Okay, we all know that doesn’t really happen, but there are times when it sure feels like it. When we enter or exit a trade, it is as a result of something that convinces you that your stock is going to move in a particular direction for a period of time or the mover has ended. Some traders only use one signal to enter a trade and others use a cornucopia of indicators to give them the green light. Regardless of the number of indicators you use, you might want to consider this – Stocks are creating trends, retracements and reversals in multiple timeframes. If you are not keeping track of multiple timeframes you might be making poor trading decisions.
In a previous blog (Trends, Retracements, and Reversals) on March 9, 2012, I spent some time talking about the definition of a bullish trend, and what would define a reversal. Here is a refresher:
The definition of a bullish trend is “a series of higher highs and higher lows.”
Stocks can change directions without changing trend. This would be called a retracement. Retracements are part of a healthy trend. They are the result of minor profit taking which allows new buyers to enter the bullish position at a slightly better price. In order to continue a bullish trend the stock simply cannot have a retracement that falls below the previous low. If it does set a lower low, then by definition the trend, and possibly your trade, is over. When a retracement is severe enough to move below the previous retracement low it is considered a reversal.

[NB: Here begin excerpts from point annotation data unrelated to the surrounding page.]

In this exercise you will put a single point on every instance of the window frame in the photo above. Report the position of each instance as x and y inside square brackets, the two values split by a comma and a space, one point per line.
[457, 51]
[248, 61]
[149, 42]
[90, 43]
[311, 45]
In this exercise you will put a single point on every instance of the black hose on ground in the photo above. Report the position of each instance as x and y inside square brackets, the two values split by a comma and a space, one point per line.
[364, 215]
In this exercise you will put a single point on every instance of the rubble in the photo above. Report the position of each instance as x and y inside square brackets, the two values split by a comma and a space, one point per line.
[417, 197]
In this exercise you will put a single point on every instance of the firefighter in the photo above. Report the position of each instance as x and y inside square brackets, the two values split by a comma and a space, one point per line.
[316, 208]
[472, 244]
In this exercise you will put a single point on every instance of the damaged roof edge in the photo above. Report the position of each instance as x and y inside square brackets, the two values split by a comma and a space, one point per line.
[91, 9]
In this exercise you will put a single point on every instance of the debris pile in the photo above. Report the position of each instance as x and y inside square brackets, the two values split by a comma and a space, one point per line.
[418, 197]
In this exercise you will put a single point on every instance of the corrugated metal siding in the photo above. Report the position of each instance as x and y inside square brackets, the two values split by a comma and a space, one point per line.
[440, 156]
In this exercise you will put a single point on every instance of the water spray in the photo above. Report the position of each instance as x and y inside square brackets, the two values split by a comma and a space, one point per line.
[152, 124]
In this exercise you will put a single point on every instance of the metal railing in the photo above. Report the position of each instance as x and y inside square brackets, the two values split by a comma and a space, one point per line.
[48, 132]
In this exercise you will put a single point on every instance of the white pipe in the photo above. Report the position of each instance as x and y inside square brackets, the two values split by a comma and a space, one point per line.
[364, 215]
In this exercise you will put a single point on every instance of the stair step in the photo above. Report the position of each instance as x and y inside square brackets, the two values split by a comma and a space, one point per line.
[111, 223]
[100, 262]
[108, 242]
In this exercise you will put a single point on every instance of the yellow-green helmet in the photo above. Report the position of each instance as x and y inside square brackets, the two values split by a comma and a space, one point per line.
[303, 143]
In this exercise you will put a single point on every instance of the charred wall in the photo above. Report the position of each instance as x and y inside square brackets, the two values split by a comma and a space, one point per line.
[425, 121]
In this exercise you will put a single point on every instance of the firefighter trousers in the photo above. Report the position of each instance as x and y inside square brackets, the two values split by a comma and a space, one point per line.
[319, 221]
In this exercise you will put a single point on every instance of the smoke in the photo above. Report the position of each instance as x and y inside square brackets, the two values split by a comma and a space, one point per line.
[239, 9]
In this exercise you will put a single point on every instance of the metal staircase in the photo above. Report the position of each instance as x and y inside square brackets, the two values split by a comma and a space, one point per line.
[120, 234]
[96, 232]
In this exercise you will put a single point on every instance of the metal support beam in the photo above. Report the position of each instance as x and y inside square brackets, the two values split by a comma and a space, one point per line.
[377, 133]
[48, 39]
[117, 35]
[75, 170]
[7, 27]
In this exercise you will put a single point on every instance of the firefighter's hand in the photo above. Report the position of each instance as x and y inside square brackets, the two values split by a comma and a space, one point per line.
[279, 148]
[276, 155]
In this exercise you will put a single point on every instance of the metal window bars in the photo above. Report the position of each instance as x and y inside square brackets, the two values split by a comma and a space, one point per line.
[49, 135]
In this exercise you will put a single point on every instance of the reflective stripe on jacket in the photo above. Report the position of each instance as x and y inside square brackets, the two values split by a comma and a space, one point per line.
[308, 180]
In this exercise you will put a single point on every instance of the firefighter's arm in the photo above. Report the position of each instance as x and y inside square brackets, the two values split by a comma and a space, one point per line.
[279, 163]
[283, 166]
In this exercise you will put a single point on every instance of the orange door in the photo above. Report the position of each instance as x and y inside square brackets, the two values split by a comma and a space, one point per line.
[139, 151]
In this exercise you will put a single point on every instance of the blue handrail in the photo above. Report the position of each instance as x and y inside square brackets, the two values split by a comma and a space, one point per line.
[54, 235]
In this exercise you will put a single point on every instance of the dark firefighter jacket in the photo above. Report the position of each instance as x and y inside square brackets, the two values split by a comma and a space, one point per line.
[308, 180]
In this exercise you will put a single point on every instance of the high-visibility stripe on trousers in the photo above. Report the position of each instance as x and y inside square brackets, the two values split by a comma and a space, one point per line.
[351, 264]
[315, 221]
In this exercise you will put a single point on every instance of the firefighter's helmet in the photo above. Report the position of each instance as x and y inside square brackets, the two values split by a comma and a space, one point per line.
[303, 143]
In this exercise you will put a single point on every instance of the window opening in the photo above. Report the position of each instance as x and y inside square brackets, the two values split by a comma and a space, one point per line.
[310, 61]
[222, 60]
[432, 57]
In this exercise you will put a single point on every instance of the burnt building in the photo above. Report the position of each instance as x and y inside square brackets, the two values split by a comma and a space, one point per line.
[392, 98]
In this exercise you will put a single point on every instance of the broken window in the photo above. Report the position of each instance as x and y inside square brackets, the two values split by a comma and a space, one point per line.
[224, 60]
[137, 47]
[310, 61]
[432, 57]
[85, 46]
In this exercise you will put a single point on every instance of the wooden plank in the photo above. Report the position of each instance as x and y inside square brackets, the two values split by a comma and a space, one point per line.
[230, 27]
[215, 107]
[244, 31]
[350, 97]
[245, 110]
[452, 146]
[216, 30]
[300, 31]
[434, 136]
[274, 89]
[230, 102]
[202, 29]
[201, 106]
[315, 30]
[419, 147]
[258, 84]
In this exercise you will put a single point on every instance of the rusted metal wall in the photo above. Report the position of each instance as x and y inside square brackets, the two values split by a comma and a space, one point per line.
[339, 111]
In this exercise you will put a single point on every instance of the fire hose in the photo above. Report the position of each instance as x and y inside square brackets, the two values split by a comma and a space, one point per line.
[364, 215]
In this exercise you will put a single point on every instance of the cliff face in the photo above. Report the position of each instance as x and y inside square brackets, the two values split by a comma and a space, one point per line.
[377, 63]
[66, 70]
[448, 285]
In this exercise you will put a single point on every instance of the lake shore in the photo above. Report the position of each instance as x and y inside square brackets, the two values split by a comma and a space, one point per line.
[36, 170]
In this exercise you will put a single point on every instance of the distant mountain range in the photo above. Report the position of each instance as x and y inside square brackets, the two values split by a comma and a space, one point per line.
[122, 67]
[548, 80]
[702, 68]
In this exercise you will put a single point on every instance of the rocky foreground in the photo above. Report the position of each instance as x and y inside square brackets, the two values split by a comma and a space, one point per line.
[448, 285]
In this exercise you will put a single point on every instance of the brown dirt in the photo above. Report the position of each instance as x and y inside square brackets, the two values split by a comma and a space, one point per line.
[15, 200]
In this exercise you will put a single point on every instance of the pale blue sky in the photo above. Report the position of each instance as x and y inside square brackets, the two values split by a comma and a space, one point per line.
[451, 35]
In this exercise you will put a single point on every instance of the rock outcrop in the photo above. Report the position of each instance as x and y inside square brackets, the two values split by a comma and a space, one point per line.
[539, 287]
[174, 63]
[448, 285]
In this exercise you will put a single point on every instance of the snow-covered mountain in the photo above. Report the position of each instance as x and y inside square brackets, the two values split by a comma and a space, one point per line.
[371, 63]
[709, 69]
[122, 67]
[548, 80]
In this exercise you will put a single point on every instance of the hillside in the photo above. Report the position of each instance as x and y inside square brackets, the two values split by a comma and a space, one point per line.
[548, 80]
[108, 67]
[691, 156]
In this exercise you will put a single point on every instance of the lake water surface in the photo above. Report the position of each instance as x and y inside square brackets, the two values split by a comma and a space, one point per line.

The trends, and subsequent ending of trends, are happening in all timeframes. There are some traders that make trading decisions on the two minute chart, there are others that watch a ten, and still others that are making decision based on the daily and weekly charts. The problem for these traders is that they may not be paying attention to what is going on in the other timeframes. Let’s say I am a trader that typically makes all of my trading decisions based on the daily chart. I have entered a trade and have watched the position move thought several retracements, but it continues to set higher lows and push to higher highs. Finally the trade begins to run out of steam and sets a lower high, and then a lower low. This would ordinarily be my exit signal but this time I glance at a weekly timeframe. The larger timeframe appears to be in the retracement phases of a bullish trend. What to do?
The first rule of your trading plan should be – “Never let a winner turn into a loser.” If your entry has allowed you to be in a small profit at this point you should consider exiting the position and collecting your money. If instead, you have a large profit and are comfortable letting the trade run, then consider that the next time you look at your charts they could look like this…
If you decide to let a trade run, make your exit decisions on the larger of the two timeframes. With less micro managing you allow the stock more room for larger swings that can lead to larger profits. Just make sure you don’t let a winner turn into a loser.
So what would be the “take-a-way” from this blog? Never trade with your eyes on just one chart. Traders should consider using at least two charts, one for the big picture and one for the details of entry and exit. This is why The Wizard software provides both long and short term trend indicators to all of our customers.
(AAPL is not a buy, sell, or hold recommendation. It is only being used as an example to demonstrate the use of multiple timeframes in The Wizard software.)
From the charts above you can see that the short term (daily) chart made a complete reversal in the process of completing its retracement on the weekly chart. It may take a little more work on your part, but keeping track of multiple timeframes can help you to become a more successful trader.